Sami musicie się przekonać, czy to książka w waszym
typie.
Jedni ją bardzo chwalą, inni strasznie narzekają. Nie wiadomo komu do końca ufać. Ja się bałam Fatalnego kłamstwa. Miałam obawy, że będę należała jednak do tego grona, które z nią się nie polubiło. Jak ostatecznie było?
Powiedziałabym, że ta książka dzieli się na dwie
części o różnym tempie i w różny sposób angażujące czytelnika. Pierwszą, w której
w ogóle nie wiadomo o co chodzi. Gdzie zostajemy wrzuceni w świat trzech
kobiet, poznajemy je w wersji z przeszłości i dwadzieścia lat później. Wszystko
jest dość chaotyczne, a ja osobiście miałam wrażenie, że autorka chciała
streścić za dużo i za szybko, przez co zrobiło się spore zamieszanie.
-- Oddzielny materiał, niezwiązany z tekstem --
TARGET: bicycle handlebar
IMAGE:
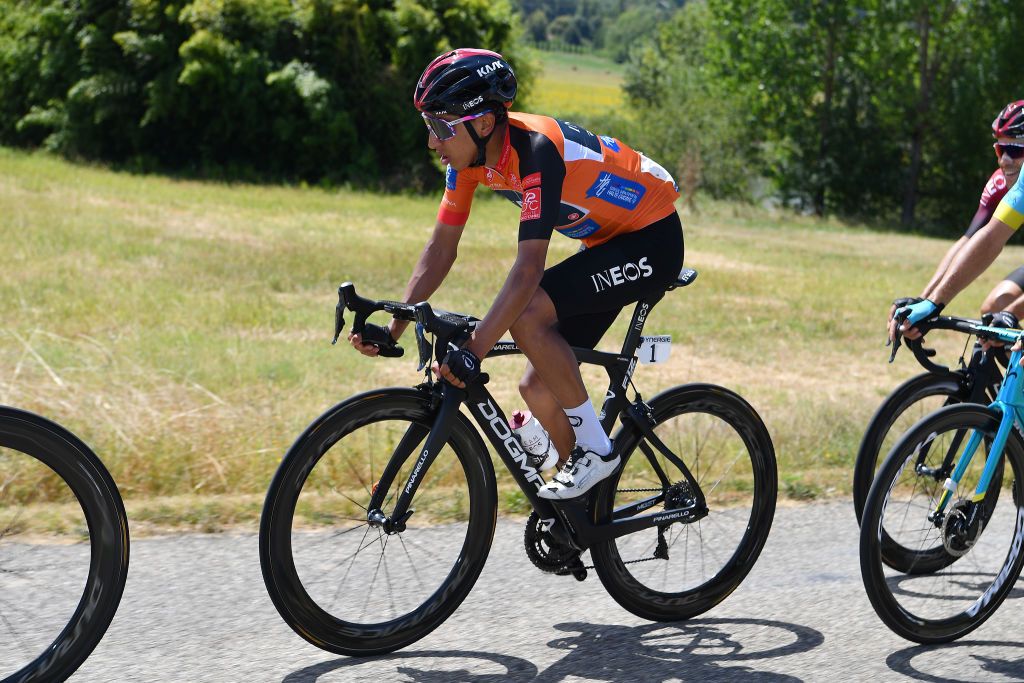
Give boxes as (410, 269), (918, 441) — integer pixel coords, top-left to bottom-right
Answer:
(331, 283), (479, 357)
(889, 315), (1022, 373)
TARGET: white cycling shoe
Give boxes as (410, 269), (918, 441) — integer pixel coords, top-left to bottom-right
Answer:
(537, 446), (620, 501)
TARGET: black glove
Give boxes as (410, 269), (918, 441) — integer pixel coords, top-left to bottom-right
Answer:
(441, 348), (480, 384)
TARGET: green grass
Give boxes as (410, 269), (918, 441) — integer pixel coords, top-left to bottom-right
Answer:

To część bardzo
obyczajowa, w której Keogh mocno kreśli podłoże do tego, co ma wyjść na jaw w
drugiej części. Łączy tutaj swoje bohaterki, pokazuje ich życie prywatne, ale
też przedstawia je z perspektywy zawodów, które wykonują. No i wspominana druga
część, która moim zdaniem ratuje wszystko. W której nagle wydarzenia nabierają
tempa, a kropki zaczynają się ze sobą łączyć. Najważniejszy okazuje się być
przekaz całej tej historii. Sposób jej przekazania pozostawia wiele do życzenia,
ale wydarzenia i konsekwencje pewnych czynów całej trójki nie dość, że zostają
w głowie na dłużej, to sprawiają, że zatrzymujemy się na chwilę w całym tym
chaosie i zastanawiamy się nad swoimi kłamstwami, nad tym dokąd nas
doprowadziły.
Nie nazwałabym tej powieści thrillerem, a dramatem. Autorka
skupiła się na warstwie obyczajowej i relacjach międzyludzkich, a jakiejkolwiek
akcji i dreszczyku emocji było tu niewiele. Myślę, że stąd sporo negatywnych
głosów na jej temat – dostajemy obietnicę, której wydawca do końca nie spełnia.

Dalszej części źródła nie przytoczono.